Tablets are slightly a fad. They're also a trend. I guess I'm
thinking in terms of motive. It's not a fad if it hits big and
then dies out. It's a fad because lots of people jump on
the bandwagon without thinking. Blueberries were a fad for
awhile when news came out that they contained some sort of
special antioxidant. Blueberries have always been standard
food. The fad part was that people were buying them as
part of a fashion wave. People were affected by the actions
of those around them and didn't think for themselves. In some
cases the faddists simply don't think. The "lemming" phenomenon.
In other cases I think the faddists want to be faddists. They want
to feel part of something. So it's that group-act that I think of
as the fad.
Another good example is anti-gluten. Jimmy Kimmel did a
piece recently where he asked two questions to 3 people on
the street in S. California. 1) Do you avoid gluten? All 3 said
yes. 2) What is gluten? None of the three had any idea. :)

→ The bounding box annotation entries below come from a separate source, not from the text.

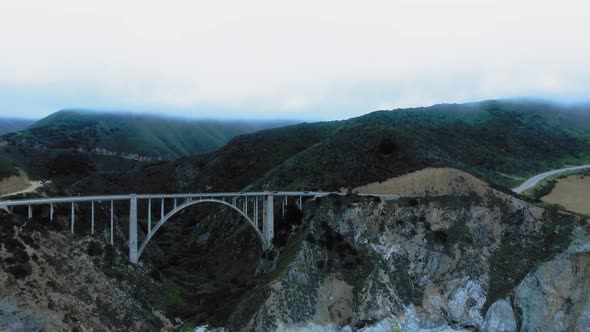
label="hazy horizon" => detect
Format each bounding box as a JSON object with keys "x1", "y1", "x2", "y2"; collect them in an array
[{"x1": 0, "y1": 0, "x2": 590, "y2": 121}]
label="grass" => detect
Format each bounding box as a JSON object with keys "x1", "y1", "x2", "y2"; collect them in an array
[
  {"x1": 0, "y1": 156, "x2": 18, "y2": 179},
  {"x1": 15, "y1": 110, "x2": 290, "y2": 160},
  {"x1": 522, "y1": 170, "x2": 590, "y2": 199}
]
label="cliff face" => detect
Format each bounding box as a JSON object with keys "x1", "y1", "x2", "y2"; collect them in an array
[
  {"x1": 228, "y1": 187, "x2": 590, "y2": 331},
  {"x1": 0, "y1": 211, "x2": 172, "y2": 331}
]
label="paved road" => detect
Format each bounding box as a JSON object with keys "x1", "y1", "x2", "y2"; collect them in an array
[
  {"x1": 0, "y1": 181, "x2": 48, "y2": 197},
  {"x1": 512, "y1": 165, "x2": 590, "y2": 194}
]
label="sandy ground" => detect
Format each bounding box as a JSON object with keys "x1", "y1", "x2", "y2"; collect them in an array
[
  {"x1": 541, "y1": 175, "x2": 590, "y2": 215},
  {"x1": 0, "y1": 170, "x2": 46, "y2": 197},
  {"x1": 354, "y1": 168, "x2": 486, "y2": 196}
]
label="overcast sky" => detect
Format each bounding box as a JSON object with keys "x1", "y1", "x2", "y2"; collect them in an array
[{"x1": 0, "y1": 0, "x2": 590, "y2": 120}]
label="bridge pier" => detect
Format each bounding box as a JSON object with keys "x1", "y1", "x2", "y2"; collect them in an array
[
  {"x1": 129, "y1": 194, "x2": 139, "y2": 263},
  {"x1": 262, "y1": 195, "x2": 275, "y2": 246}
]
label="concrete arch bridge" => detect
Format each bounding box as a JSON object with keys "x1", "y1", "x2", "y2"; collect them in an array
[{"x1": 0, "y1": 191, "x2": 397, "y2": 263}]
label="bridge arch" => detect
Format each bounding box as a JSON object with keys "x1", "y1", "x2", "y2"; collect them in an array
[{"x1": 137, "y1": 198, "x2": 270, "y2": 260}]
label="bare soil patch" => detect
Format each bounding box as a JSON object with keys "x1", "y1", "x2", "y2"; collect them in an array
[{"x1": 354, "y1": 168, "x2": 487, "y2": 196}]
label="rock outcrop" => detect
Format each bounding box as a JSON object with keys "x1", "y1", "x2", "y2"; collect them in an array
[{"x1": 0, "y1": 211, "x2": 172, "y2": 332}]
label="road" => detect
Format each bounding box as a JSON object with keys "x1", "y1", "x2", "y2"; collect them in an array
[
  {"x1": 512, "y1": 165, "x2": 590, "y2": 194},
  {"x1": 0, "y1": 181, "x2": 48, "y2": 197}
]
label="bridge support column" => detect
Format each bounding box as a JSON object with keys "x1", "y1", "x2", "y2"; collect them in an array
[
  {"x1": 129, "y1": 195, "x2": 139, "y2": 263},
  {"x1": 262, "y1": 195, "x2": 275, "y2": 246}
]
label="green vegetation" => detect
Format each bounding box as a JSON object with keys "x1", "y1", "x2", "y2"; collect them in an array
[
  {"x1": 6, "y1": 110, "x2": 296, "y2": 159},
  {"x1": 522, "y1": 169, "x2": 590, "y2": 199},
  {"x1": 79, "y1": 101, "x2": 590, "y2": 193},
  {"x1": 0, "y1": 157, "x2": 18, "y2": 179},
  {"x1": 0, "y1": 118, "x2": 34, "y2": 135}
]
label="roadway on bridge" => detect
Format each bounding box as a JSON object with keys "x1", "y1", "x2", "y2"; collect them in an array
[{"x1": 512, "y1": 165, "x2": 590, "y2": 194}]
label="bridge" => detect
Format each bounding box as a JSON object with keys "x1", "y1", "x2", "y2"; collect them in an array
[{"x1": 0, "y1": 191, "x2": 398, "y2": 263}]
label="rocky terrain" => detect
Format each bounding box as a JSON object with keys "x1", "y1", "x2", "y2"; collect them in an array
[
  {"x1": 0, "y1": 211, "x2": 173, "y2": 332},
  {"x1": 226, "y1": 175, "x2": 590, "y2": 331}
]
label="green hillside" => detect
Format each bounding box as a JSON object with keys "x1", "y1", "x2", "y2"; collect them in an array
[
  {"x1": 73, "y1": 101, "x2": 590, "y2": 192},
  {"x1": 0, "y1": 118, "x2": 35, "y2": 135},
  {"x1": 5, "y1": 110, "x2": 296, "y2": 160}
]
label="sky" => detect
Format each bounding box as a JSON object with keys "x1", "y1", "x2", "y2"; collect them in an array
[{"x1": 0, "y1": 0, "x2": 590, "y2": 120}]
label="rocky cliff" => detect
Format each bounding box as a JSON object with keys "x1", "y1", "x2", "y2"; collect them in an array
[
  {"x1": 0, "y1": 211, "x2": 173, "y2": 332},
  {"x1": 226, "y1": 187, "x2": 590, "y2": 331},
  {"x1": 0, "y1": 171, "x2": 590, "y2": 332}
]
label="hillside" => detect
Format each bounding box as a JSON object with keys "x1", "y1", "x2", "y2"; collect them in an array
[
  {"x1": 0, "y1": 110, "x2": 290, "y2": 185},
  {"x1": 0, "y1": 156, "x2": 18, "y2": 179},
  {"x1": 3, "y1": 110, "x2": 296, "y2": 160},
  {"x1": 0, "y1": 118, "x2": 35, "y2": 135},
  {"x1": 77, "y1": 101, "x2": 590, "y2": 196}
]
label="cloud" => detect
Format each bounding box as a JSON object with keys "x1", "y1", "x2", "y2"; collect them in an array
[{"x1": 0, "y1": 0, "x2": 590, "y2": 119}]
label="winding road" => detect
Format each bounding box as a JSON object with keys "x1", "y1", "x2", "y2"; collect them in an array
[{"x1": 512, "y1": 165, "x2": 590, "y2": 194}]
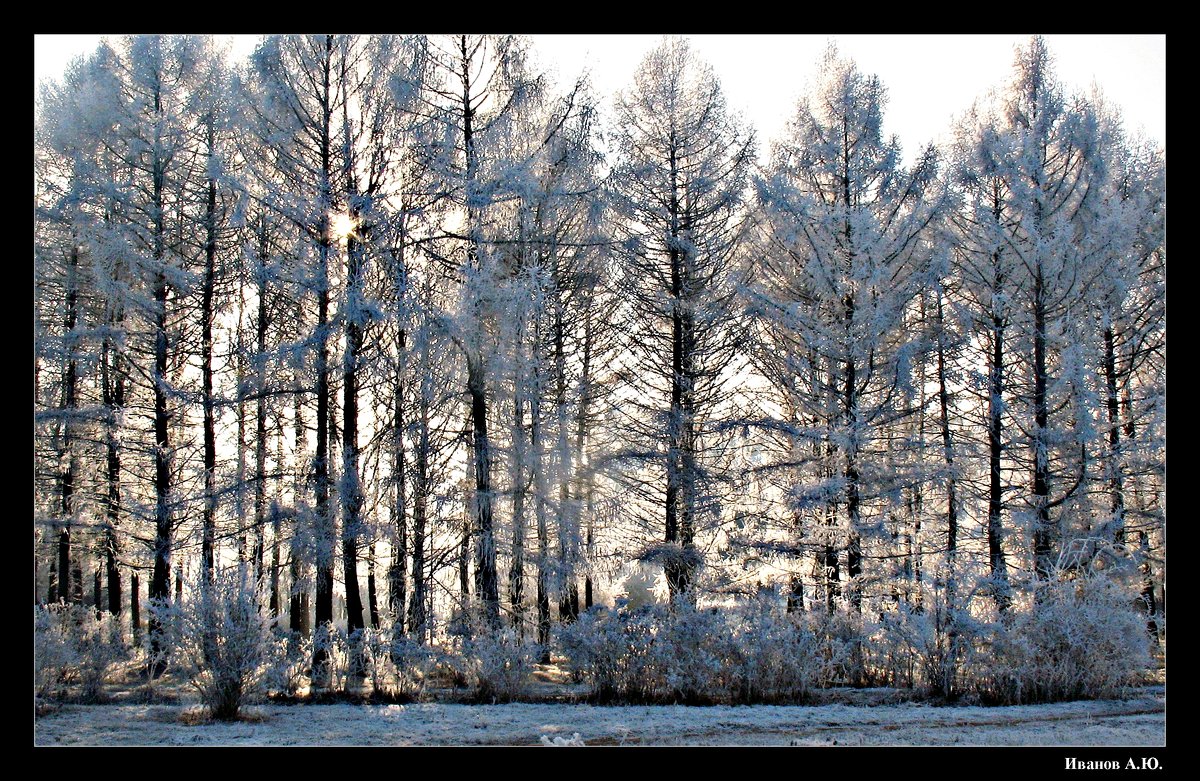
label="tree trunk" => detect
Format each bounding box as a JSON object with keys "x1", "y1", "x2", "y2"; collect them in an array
[
  {"x1": 58, "y1": 244, "x2": 82, "y2": 603},
  {"x1": 200, "y1": 157, "x2": 217, "y2": 583}
]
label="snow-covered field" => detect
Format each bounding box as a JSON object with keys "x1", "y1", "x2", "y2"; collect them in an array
[{"x1": 35, "y1": 686, "x2": 1165, "y2": 746}]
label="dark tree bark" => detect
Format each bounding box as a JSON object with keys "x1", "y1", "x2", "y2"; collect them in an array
[{"x1": 58, "y1": 244, "x2": 83, "y2": 603}]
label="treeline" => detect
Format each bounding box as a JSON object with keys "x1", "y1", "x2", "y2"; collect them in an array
[{"x1": 34, "y1": 36, "x2": 1165, "y2": 675}]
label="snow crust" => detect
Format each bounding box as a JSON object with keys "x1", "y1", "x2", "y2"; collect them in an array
[{"x1": 35, "y1": 686, "x2": 1165, "y2": 746}]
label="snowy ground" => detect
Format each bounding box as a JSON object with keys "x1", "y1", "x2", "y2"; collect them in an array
[{"x1": 35, "y1": 686, "x2": 1165, "y2": 746}]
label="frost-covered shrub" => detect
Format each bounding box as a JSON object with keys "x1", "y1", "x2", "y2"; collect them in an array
[
  {"x1": 34, "y1": 605, "x2": 79, "y2": 698},
  {"x1": 263, "y1": 629, "x2": 312, "y2": 697},
  {"x1": 34, "y1": 605, "x2": 128, "y2": 702},
  {"x1": 806, "y1": 607, "x2": 872, "y2": 686},
  {"x1": 736, "y1": 600, "x2": 830, "y2": 702},
  {"x1": 168, "y1": 570, "x2": 275, "y2": 720},
  {"x1": 446, "y1": 607, "x2": 542, "y2": 702},
  {"x1": 971, "y1": 576, "x2": 1150, "y2": 704},
  {"x1": 562, "y1": 601, "x2": 845, "y2": 704},
  {"x1": 462, "y1": 626, "x2": 541, "y2": 702},
  {"x1": 76, "y1": 608, "x2": 128, "y2": 702},
  {"x1": 389, "y1": 632, "x2": 438, "y2": 699}
]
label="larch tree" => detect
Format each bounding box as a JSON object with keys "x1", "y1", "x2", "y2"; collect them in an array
[
  {"x1": 750, "y1": 47, "x2": 944, "y2": 609},
  {"x1": 612, "y1": 40, "x2": 754, "y2": 599}
]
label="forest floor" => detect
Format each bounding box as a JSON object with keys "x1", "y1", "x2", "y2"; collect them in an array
[{"x1": 34, "y1": 667, "x2": 1166, "y2": 746}]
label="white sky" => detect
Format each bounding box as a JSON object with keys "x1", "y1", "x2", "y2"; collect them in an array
[{"x1": 34, "y1": 35, "x2": 1166, "y2": 167}]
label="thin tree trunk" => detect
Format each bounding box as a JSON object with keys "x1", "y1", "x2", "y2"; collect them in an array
[{"x1": 58, "y1": 244, "x2": 79, "y2": 603}]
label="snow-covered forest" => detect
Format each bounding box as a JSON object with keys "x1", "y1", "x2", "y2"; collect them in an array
[{"x1": 32, "y1": 35, "x2": 1166, "y2": 734}]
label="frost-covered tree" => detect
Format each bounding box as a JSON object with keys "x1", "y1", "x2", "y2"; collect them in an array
[
  {"x1": 748, "y1": 47, "x2": 944, "y2": 608},
  {"x1": 611, "y1": 38, "x2": 754, "y2": 596}
]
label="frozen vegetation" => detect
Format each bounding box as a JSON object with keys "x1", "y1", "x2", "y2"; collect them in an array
[{"x1": 32, "y1": 35, "x2": 1166, "y2": 746}]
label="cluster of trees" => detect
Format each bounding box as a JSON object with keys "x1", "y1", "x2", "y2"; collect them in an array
[{"x1": 34, "y1": 35, "x2": 1165, "y2": 668}]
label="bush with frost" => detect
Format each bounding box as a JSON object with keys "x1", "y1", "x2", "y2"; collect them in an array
[
  {"x1": 168, "y1": 569, "x2": 276, "y2": 720},
  {"x1": 34, "y1": 605, "x2": 128, "y2": 702},
  {"x1": 970, "y1": 575, "x2": 1150, "y2": 704}
]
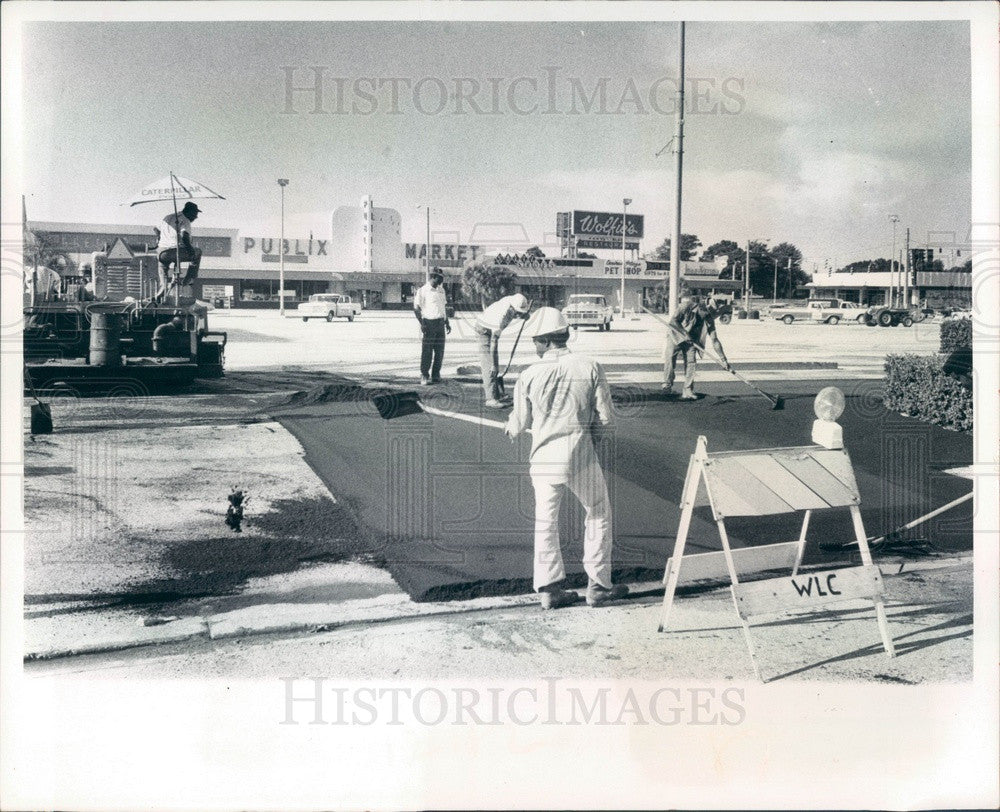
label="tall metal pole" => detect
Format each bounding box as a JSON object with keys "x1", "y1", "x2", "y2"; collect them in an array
[
  {"x1": 621, "y1": 197, "x2": 632, "y2": 319},
  {"x1": 278, "y1": 178, "x2": 288, "y2": 316},
  {"x1": 743, "y1": 239, "x2": 750, "y2": 312},
  {"x1": 888, "y1": 214, "x2": 899, "y2": 307},
  {"x1": 903, "y1": 229, "x2": 910, "y2": 307},
  {"x1": 668, "y1": 22, "x2": 684, "y2": 315}
]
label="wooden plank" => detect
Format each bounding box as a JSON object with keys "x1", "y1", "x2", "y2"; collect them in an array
[
  {"x1": 734, "y1": 566, "x2": 882, "y2": 620},
  {"x1": 705, "y1": 455, "x2": 795, "y2": 516},
  {"x1": 774, "y1": 453, "x2": 860, "y2": 507},
  {"x1": 705, "y1": 466, "x2": 786, "y2": 520},
  {"x1": 809, "y1": 448, "x2": 861, "y2": 504},
  {"x1": 664, "y1": 541, "x2": 799, "y2": 586},
  {"x1": 731, "y1": 454, "x2": 826, "y2": 510}
]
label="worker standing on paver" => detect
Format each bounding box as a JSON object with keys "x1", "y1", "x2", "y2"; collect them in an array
[
  {"x1": 156, "y1": 201, "x2": 201, "y2": 301},
  {"x1": 474, "y1": 293, "x2": 528, "y2": 409},
  {"x1": 660, "y1": 286, "x2": 730, "y2": 400},
  {"x1": 413, "y1": 268, "x2": 451, "y2": 386},
  {"x1": 505, "y1": 307, "x2": 628, "y2": 609}
]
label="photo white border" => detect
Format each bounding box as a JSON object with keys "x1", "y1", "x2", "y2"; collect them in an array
[{"x1": 0, "y1": 2, "x2": 1000, "y2": 810}]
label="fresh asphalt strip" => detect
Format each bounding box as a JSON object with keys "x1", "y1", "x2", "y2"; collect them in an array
[{"x1": 274, "y1": 381, "x2": 973, "y2": 601}]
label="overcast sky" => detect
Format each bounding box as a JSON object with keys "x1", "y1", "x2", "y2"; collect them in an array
[{"x1": 24, "y1": 22, "x2": 971, "y2": 270}]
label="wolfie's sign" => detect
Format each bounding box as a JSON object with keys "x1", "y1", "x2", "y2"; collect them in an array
[{"x1": 573, "y1": 211, "x2": 643, "y2": 240}]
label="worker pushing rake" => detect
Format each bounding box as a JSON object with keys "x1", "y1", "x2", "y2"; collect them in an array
[{"x1": 373, "y1": 302, "x2": 628, "y2": 609}]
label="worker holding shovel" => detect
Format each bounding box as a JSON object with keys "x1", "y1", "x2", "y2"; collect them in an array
[
  {"x1": 504, "y1": 307, "x2": 628, "y2": 609},
  {"x1": 475, "y1": 293, "x2": 529, "y2": 409},
  {"x1": 660, "y1": 287, "x2": 732, "y2": 400}
]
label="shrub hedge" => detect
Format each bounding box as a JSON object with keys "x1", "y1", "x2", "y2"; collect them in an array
[
  {"x1": 941, "y1": 319, "x2": 972, "y2": 353},
  {"x1": 883, "y1": 354, "x2": 972, "y2": 431}
]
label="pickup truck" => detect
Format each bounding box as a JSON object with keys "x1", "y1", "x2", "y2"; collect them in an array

So anti-gluten is a fad. But whether or not there's evidence
for being concerned about gluten has almost no connection
to the fad itself. Whether it blows over or whether the UN
bans wheat and barley forever, what's happening now is a fad.
I'd say cloud is a fad in that sense. Most people favor cloud
without thinking about it, simply because "that's what they've
heard". There are, of course, uses for cloud. I don't see any
reason to take sides. I criticize fads as a way to shed light on
the issue, not because I'm necessarily against the underlying
thing.
With Facebook, I'd say that's a scourge, a fad and a current
standard. Will the standard survive the death of the fad? That's
another issue. A scourge can become a standard. A beneficial
thing can be a fad that dies out.
There's been discussion lately about how Twitter will fare in
the long run. It's a silly, limited gossip site, for the most part.
It's a fad. It may or may not last. But it will have been a fad
either way.
Uber, Lyft, AirBnB? Those are clearly fads in that people are
jumping on the bandwagon and making more out of them than
they really are. Lyft may or may not be the best way to travel
in a given situation. But many people don't care about that. They
use Lyft because it's "cool". The first wave of a fad is often
characterized by what might be described as AppleSeed Syndrome:
The feeling that jumping on the bandwagon early is a sign of
thinking for oneself. :)
Smartphones are clearly a fad. They may eventually become
fully standard. I half expect to get arrested one of these days
for not having a smartphone on my person to document my
activities. It could certainly come to that. But again, what makes
them a fad is that people jump on the bandwagon without thinking.
Or to put it another way, someone with celiac disease who gives
up gluten may very well do it because of the fad. It will turn out
to be a very healthy decision for them personally. But that's
incidental. They're not thinking when they jump on the bandwagon.